Hydrogen peroxide (H2O2) is known to be a key player in apoptosis in animals. The components and pathways regulating H2O2-induced programmed cell death in plants, however, remain largely unknown. In the present study, rice transgenic lines overexpressing Bcl-2, a human apoptotic suppressor, were obtained. These transgenic lines showed increased tolerance to high levels of H2O2, resulting in increased seed germination rates, root elongation, root tip cell viability and chlorophyll retention compared to control lines. In the control lines, treatment with H2O2 resulted in DNA laddering and a clear terminal transferase dUTP nick end labeling signal, which are the hallmarks of programmed cell death. However, this effect was not detected in the Bcl-2-overexpressing transgenic lines. Further investigations indicated that Bcl-2 suppressed H2O2-induced programmed cell death but did not inhibit stress-elicited reactive oxygen species production in rice.

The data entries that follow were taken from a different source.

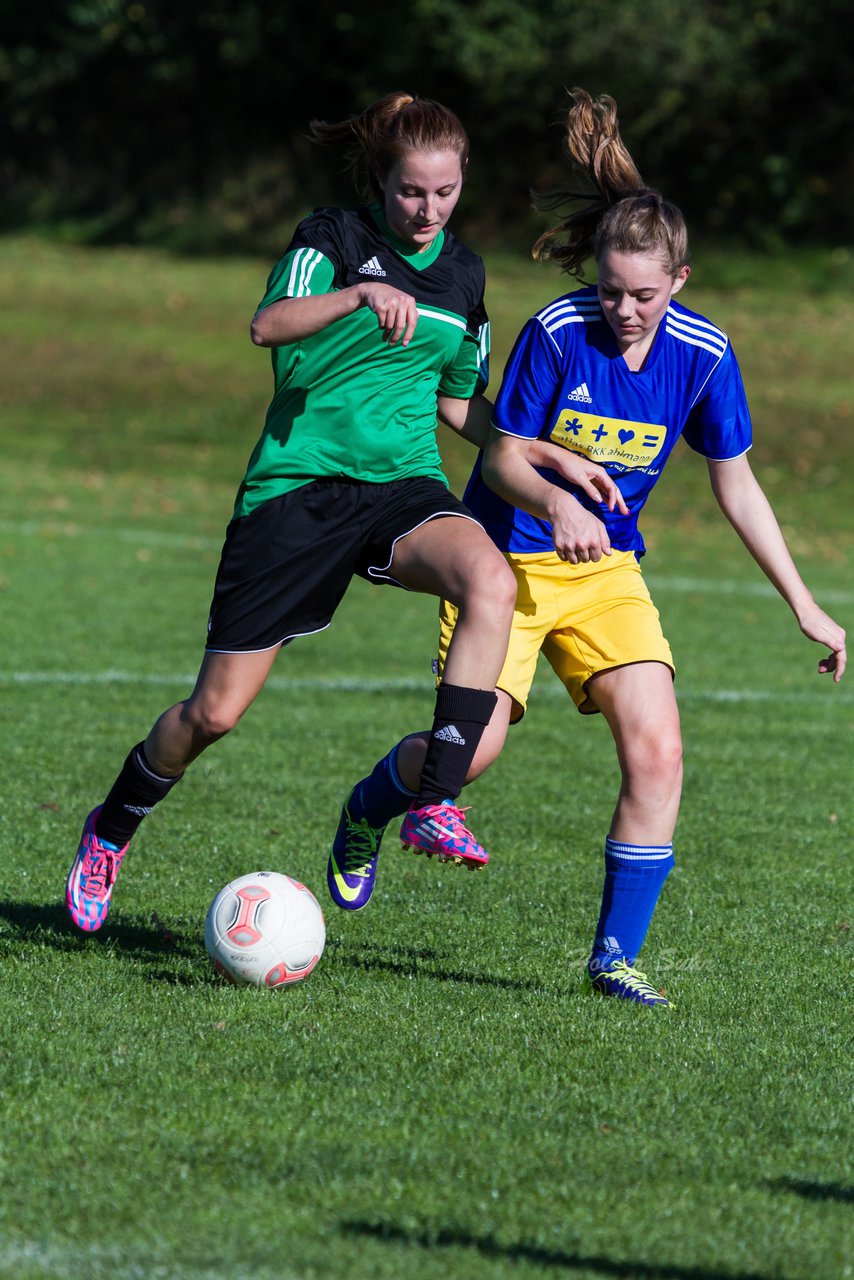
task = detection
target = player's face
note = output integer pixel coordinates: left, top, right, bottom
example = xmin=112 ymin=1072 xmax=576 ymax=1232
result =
xmin=380 ymin=151 xmax=462 ymax=250
xmin=597 ymin=250 xmax=690 ymax=364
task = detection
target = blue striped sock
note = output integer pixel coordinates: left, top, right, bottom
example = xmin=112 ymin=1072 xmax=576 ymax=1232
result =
xmin=588 ymin=836 xmax=673 ymax=973
xmin=347 ymin=744 xmax=416 ymax=827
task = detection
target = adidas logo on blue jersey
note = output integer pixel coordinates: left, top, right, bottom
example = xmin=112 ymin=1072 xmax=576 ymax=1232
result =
xmin=359 ymin=255 xmax=385 ymax=275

RT-PCR revealed that the expression of the two vacuolar processing enzyme genes (i.e. OsVPE2 and OsVPE3) was dramatically induced by H2O2 in the wild-type line but not in the Bcl-2-overexpressing line. Moreover, treatment with H2O2 resulted in the disruption of the vacuolar membrane in the wild-type line. The expression levels of OsVPE1 and OsVPE4 did not significantly differ between the wild-type line and the transgenic line that was treated or untreated with H2O2. The similar roles of Bcl-2 and OsVPEs during endogenous reactive oxygen species-triggered programmed cell death were also confirmed by NaCl stress in rice. To our knowledge, the present study is the first to demonsatrate that Bcl-2 overexpression inhibits H2O2-induced programmed cell death and enhances H2O2 tolerance. We propose that Bcl-2 overexpression in rice suppresses the transcriptional activation of OsVPE2 and OsVPE3, but not of OsVPE1 or OsVPE4.